Phase 4 Clinical Trials

• Continued testing after drug approval/marketing to collect information about effects in specific populations and long-term side effects.

Clinical Trials in Practice - Example 1

• Testing efficacy and side-effects of three anti-depressants.

Example 1: Efficacy of 2nd Generation Antidepressants

• Improve current clinical practice and provide better therapies.

• Tricyclic antidepressants (TCAs) are first-generation drugs.

• Selective serotonin re-uptake inhibitors (SSRIs) and serotonin-noradrenalin reuptake inhibitors (SNRIs) are newer agents.

Comparison of Antidepressants

• SSRIs, SNRIs, and TCAs exhibit equivalent antidepressant efficacy.

Side-Effect Profiles

• TCAs and SSRIS/SNRIs display different side-effect profiles.

• Placebo was not used in this study.

Clinical Trials in Practice - Example 2

• Assessing the effectiveness of a new treatment patch for Alzheimer's disease.

Example 2: Alzheimer's Disease Treatment

• A 6-month, double-blind, placebo-controlled study of a skin patch for Alzheimer's disease.

• 1,195 patients were randomized.

• Brain function was measured by assessment of cognitive abilities using the ADAS-cog scale.

Results of Alzheimer's Treatment Trial

• Treatment improved patient cognitive ability over 24 weeks compared to baseline.

Adverse Events

• Comparable side-effects observed across treatment methods.

Enzalutamide for Prostate Cancer

• Enzalutamide is a newly developed treatment for prostate cancer that targets multiple steps in the androgen-receptor-signaling pathway.

• Phase 3, double-blind, placebo-controlled trial.

• 1199 men with castration-resistant prostate cancer after chemotherapy were studied.

• Patients were randomized (2:1) to receive oral enzalutamide (160 mg per day) or placebo.

• The primary end point was overall survival.

Data Interpretation: End Point Analysis

• PSA (Prostate Specific Antigen) is a biomarker for prostate cancer; more PSA indicates a greater disease burden.

Data Interpretation: Side-Effect Profiles

• Table shows adverse events according to grade for enzalutamide and placebo.

Ethical Considerations

1. Collaborative Partnership

2. Social Value

3. Scientific Validity

4. Fair Subject Selection

5. Favorable Risk-Benefit Ratio

6. Independent Review

7. Informed Consent

Ethics Elaborations

1. Collaborative Partnership: Involve the community in planning and overseeing research.

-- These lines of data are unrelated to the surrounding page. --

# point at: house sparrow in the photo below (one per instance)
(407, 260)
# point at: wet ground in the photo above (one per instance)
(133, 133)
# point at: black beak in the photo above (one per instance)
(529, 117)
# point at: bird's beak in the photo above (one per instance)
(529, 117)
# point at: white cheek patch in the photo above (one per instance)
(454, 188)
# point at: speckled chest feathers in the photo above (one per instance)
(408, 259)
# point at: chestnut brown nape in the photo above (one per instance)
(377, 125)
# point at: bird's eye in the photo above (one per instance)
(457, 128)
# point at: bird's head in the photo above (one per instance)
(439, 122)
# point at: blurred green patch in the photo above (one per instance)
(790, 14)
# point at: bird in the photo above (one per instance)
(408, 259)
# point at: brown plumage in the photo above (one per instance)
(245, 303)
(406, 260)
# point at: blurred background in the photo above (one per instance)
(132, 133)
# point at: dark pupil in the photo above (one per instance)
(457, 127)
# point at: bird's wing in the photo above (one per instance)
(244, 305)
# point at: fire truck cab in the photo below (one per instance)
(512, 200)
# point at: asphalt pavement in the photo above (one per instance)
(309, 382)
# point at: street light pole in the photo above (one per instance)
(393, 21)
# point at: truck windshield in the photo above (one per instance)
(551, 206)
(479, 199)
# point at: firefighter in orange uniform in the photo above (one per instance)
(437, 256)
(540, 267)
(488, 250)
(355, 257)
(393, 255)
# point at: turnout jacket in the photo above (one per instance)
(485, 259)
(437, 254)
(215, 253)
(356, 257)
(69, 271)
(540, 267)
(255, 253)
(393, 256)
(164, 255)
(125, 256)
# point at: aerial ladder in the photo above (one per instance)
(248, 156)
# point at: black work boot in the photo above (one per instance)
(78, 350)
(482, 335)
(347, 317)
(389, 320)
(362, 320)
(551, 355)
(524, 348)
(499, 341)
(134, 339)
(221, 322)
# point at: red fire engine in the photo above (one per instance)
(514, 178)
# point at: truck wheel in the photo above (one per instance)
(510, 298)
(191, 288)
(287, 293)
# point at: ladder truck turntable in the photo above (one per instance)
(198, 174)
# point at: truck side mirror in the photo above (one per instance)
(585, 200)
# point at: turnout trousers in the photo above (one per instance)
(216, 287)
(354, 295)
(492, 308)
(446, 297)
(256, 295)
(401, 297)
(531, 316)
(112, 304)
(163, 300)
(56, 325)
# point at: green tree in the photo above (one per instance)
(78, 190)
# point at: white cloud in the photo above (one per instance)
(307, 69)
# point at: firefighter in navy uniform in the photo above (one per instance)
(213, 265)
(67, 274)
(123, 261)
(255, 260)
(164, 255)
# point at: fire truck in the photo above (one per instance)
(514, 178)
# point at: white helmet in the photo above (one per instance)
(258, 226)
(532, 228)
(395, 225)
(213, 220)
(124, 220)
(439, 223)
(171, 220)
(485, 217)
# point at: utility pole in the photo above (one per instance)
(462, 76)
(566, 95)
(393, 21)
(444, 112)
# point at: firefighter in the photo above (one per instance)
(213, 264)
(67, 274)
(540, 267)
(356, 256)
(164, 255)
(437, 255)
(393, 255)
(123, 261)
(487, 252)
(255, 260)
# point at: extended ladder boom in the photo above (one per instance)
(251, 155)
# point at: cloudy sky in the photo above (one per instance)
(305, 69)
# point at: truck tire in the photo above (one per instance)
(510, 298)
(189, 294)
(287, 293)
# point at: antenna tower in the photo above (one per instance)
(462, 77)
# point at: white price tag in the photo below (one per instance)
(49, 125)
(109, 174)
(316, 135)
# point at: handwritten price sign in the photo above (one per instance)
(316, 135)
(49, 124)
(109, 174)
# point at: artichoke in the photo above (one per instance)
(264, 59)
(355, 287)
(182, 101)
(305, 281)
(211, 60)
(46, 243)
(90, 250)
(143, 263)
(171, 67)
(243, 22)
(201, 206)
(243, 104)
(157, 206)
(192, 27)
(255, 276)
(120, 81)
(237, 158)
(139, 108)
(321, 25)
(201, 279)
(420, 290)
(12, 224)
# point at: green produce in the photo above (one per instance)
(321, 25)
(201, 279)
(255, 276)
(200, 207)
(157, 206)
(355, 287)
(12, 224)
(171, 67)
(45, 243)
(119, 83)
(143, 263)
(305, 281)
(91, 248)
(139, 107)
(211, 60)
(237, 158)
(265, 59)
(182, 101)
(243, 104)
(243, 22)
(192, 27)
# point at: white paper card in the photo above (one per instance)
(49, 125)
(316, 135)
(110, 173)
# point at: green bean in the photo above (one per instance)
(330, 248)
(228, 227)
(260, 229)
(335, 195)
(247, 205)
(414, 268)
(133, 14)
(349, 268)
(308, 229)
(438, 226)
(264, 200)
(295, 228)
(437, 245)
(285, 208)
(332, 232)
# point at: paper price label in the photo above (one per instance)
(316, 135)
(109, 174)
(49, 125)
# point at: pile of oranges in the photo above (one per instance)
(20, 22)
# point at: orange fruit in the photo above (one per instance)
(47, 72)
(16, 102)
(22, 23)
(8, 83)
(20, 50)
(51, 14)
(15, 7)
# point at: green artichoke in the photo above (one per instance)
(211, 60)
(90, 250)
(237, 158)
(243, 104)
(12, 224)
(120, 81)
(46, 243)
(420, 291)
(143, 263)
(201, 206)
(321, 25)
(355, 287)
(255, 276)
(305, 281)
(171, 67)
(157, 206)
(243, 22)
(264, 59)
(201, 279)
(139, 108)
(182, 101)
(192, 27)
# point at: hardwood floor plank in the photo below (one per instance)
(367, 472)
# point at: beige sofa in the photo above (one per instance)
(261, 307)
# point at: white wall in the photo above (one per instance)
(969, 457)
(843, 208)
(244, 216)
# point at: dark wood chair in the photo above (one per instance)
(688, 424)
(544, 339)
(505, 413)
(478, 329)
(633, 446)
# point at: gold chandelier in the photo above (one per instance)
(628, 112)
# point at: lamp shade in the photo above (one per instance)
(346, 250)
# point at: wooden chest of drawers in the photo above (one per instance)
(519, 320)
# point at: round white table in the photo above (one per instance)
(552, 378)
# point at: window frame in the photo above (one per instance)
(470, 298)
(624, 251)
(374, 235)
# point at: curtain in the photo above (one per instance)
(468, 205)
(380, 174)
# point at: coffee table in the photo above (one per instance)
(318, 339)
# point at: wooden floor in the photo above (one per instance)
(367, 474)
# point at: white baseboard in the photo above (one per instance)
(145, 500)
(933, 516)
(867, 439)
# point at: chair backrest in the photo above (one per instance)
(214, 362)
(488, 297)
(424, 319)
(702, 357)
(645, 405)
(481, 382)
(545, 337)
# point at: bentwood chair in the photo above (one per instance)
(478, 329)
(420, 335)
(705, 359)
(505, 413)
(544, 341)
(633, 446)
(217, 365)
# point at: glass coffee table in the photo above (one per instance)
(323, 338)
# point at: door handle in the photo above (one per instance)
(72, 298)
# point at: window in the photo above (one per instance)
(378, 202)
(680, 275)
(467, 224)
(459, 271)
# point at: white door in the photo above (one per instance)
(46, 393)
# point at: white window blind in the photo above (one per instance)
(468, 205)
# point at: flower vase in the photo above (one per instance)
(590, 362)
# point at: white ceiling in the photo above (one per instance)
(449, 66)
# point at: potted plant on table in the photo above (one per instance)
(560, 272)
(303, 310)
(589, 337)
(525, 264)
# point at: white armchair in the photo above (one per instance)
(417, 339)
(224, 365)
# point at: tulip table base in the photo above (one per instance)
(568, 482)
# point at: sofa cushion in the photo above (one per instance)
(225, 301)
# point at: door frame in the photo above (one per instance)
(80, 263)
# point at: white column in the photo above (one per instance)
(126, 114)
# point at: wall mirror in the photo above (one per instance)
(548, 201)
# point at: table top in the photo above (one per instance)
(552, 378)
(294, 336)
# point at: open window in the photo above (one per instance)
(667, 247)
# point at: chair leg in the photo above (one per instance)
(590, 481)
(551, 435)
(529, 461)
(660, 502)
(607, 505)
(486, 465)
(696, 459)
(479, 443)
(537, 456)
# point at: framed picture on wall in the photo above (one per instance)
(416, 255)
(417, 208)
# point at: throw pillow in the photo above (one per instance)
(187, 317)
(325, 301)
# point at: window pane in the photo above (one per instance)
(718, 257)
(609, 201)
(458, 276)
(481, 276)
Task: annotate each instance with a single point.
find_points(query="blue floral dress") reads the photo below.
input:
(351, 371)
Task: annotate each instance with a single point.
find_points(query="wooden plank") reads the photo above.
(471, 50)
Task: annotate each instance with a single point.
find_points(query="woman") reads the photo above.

2. Social Value: Lead to improvements in health or advancement in knowledge.

3. Scientific Validity: Conduct research rigorously to produce reliable and valid data.

4. Fair Subject Selection: Scientific objectives should guide inclusion criteria.

5. Favorable Risk-Benefit Ratio: Conduct research consistent with clinical practice standards.

6. Independent Review: Minimize conflicts of interest.

7. Informed Consent: Provide clear, accurate information to participants.

Informed Consent Elements

1. Competence of the subject

2. Disclosure of information to the subject

3. Understanding or comprehension by the subject

4. Voluntariness of the decision

Ethics Committees

• Clinical trials are covered by regulations to protect participants.

• Independent research ethics committees approve medical research involving people.

• These committees include health professionals, patients, lawyers, and members of the public.

• Clinical trials of medicines need authorization from the Medicines and Healthcare products Regulatory Agency (MHRA).

Summary of Clinical Trials

• Clinical trials are conducted mainly to improve clinical practice.

• Numerous types of clinical trials exist; be aware of differences (e.g., placebo-controlled, blinded).

• Statistics are key when interpreting results, and statistical significance is required to draw conclusions.